I managed to build from the main branch - had to apply @kyuz0 fixes for amdsmi (which still crashes) and platform detection, but other than that, just followed vllm installation instructions for Rocm and was able to compile (had to set a few extra env vars though).
Successfully loaded cpatonn/Qwen3-VL-4B-Instruct-AWQ-8bit and was able to process an image with pp of 512 t/s and generation speed of 35 t/s.
Had to use enforce-eager otherwise CUDA graph compilation fails with errors.
No luck with FP8 version from Qwen - the loading takes forever with this warning:
(EngineCore_DP0 pid=47943) WARNING 10-19 14:44:29 [fp8_utils.py:785] Using default W8A8 Block FP8 kernel config. Performance might be sub-optimal! Config file not found at /home/eugr/vllm/vllm/vllm/model_executor/layers/quantization/utils/c
onfigs/N=6144,K=4096,device_name=Radeon_8060S_Graphics,dtype=fp8_w8a8,block_shape=[128,128].json
Update:
Qwen3 VL AWQ quants work for dense models, but not for MOE.
It even works without –enforce-eager, and has better prompt processing speed, but hangs or crashes often, so better use without CUDA graphs.

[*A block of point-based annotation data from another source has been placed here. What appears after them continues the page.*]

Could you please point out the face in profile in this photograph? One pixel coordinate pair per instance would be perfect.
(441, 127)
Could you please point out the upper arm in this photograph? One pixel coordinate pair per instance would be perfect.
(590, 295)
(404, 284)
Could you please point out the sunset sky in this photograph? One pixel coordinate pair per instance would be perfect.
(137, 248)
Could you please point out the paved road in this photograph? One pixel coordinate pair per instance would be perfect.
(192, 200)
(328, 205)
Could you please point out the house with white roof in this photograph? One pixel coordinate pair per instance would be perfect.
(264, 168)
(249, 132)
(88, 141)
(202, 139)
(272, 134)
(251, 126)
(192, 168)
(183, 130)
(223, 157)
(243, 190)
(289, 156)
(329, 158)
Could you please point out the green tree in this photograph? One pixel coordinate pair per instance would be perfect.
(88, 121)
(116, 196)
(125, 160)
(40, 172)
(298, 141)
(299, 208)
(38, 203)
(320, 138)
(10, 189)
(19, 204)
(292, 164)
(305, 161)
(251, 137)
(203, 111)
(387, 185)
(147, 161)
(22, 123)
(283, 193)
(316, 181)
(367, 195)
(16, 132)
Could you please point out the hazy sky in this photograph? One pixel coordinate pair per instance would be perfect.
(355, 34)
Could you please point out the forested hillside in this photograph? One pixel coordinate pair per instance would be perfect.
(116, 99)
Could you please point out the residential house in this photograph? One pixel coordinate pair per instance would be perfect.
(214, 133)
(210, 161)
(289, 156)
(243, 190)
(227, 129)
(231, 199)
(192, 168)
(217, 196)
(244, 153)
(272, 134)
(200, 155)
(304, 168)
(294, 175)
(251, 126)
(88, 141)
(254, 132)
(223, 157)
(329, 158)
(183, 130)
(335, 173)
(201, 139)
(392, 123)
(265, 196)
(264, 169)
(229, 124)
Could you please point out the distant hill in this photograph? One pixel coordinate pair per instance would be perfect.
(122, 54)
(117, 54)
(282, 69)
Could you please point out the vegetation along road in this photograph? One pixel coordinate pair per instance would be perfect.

Image processing takes much longer than comparable model in llama.cpp. Generation is about the same speed.
Wasn’t able to run gpt-oss because MXFP is not supported. Not sure if non-VL Qwen MOE models will work too.
EDIT: looks like I’m getting HIP-related crashes because of amd_iommu=off - turns out amd_iommu=pt is needed for correct GTT memory management. I will test this tomorrow.
So, I’ve tried amd_iommu=pt, and it still crashes on compiling CUDA graphs, so I guess it’s not it. I get 5% slower speeds in llama.cpp though, so I turned it back off for now.